**Prioritizing Sequence Variants Using Statistical Evidence: Not All Measures are Alike.** *W. Li*^{1, 2}, L. Strug^{2, 1}, D. Pal^{3} 1) Division of Biostatistics, Dalla Lana School of Public Health, University of Toronto, Toronto, Ontario, Canada; 2) Program in Child Health Evaluative Sciences, Research Institute, Hospital for Sick Children, Toronto, Ontario, Canada; 3) Department of Clinical Neurosciences, Institute of Psychiatry, Kings College London, London, United Kingdom.

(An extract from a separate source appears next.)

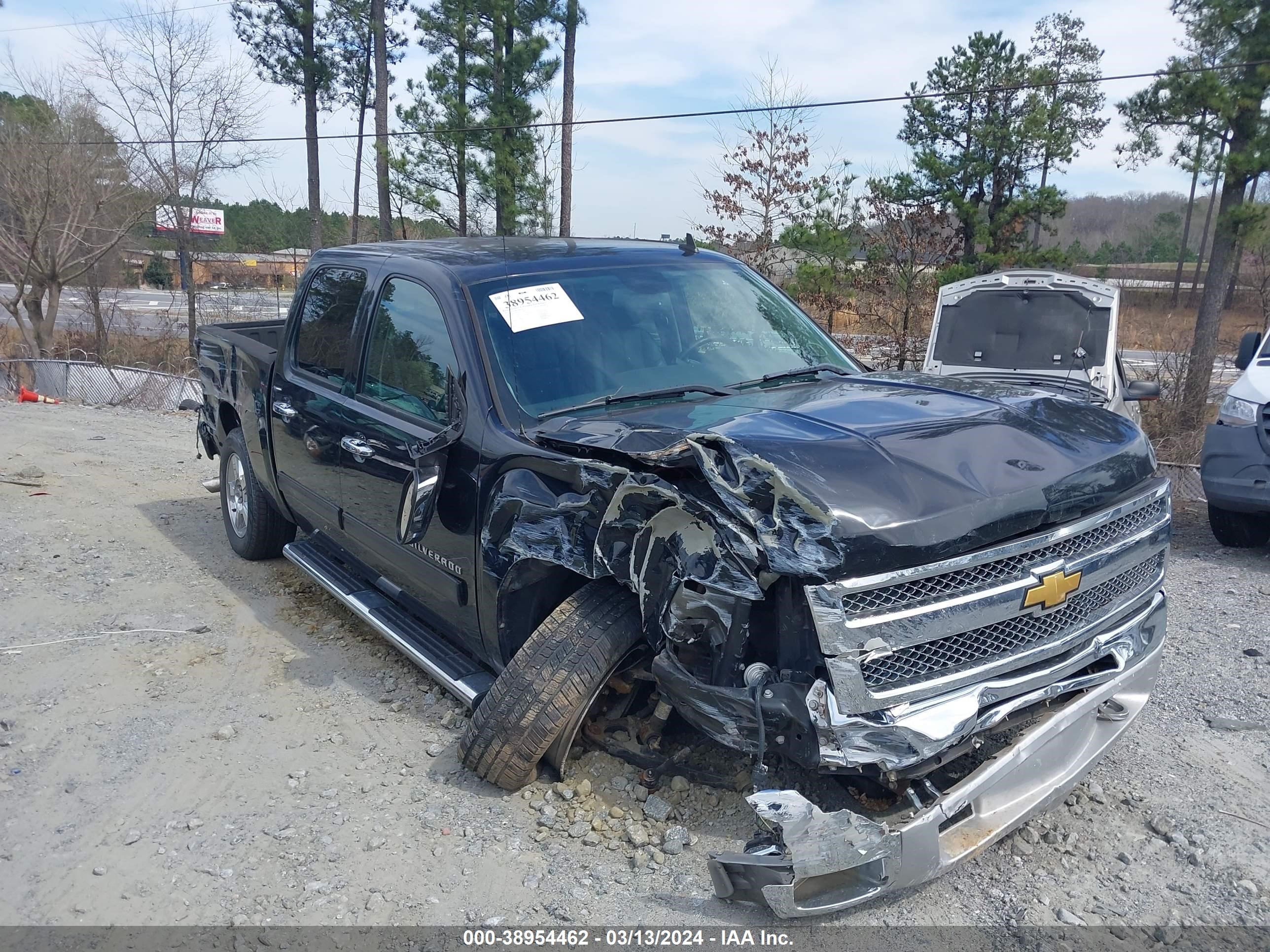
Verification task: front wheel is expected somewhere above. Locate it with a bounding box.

Genetic association studies of sequence variants require prioritization for follow-up. Statistical evidence weighs heavily in the prioritization and standard statistical methods rank individual rare variants based on ordering p-values from Fishers exact tests (P_{exact}) or chi-square tests with continuity correction (P_{cwc}). But not all measures of statistical evidence result in the same rankings, and there has been debate over whether p-values adequately measure statistical evidence. For rare variants where the disease-variant distributions can be summarized into 2x2 tables, we propose to rank variants using the ratio of conditional likelihoods evaluated at the maximum conditional likelihood estimate (MCLE) of the odds ratio versus at an odds ratio of one (maxLRc). In the special but common case where a 2x2 table contains at least one empty cell, the MCLE does not always exist; however, we show analytically that the maxLRc is always well defined, and is equal to the inverse of the hypergeometric probability of the* observed* data. Using sequence data from a study of speech disorder in Rolandic Epilepsy with 10 cases and 17 controls, we show that the rankings by maxLRc, P_{exact} and P_{cwc} can be quite different for the same set of variants. Through simulation studies, we show that the maxLRc achieves better rankings than p-values based on several metrics: (1) the rankings assigned by the maxLRc correlate better with the true rankings, where the true rankings are defined by ordering the underlying effect sizes, (2) given K variants are to be selected for follow-up, the maxLRc results in a greater number of truly associated variants; and (3) the truly associated variants are, on average, ranked higher by maxLRc than by P_{exact} or P_{cwc}. The maxLRc uses only information in the observed data, while p-values further incorporate the probability of more extreme data that could have been observed. The maxLRc, a likelihood ratio, is a measure of statistical evidence as defined in the Evidential statistical paradigm as opposed to the Frequentist or Bayesian paradigms. Theoretical developments show it has good operational characteristics to measure evidence, even in small samples. Our findings suggest that the maxLRc outperforms p-value-based prioritizations for rare variants. It is straightforward to implement, and extends to the prioritization of common variants and data with different configurations.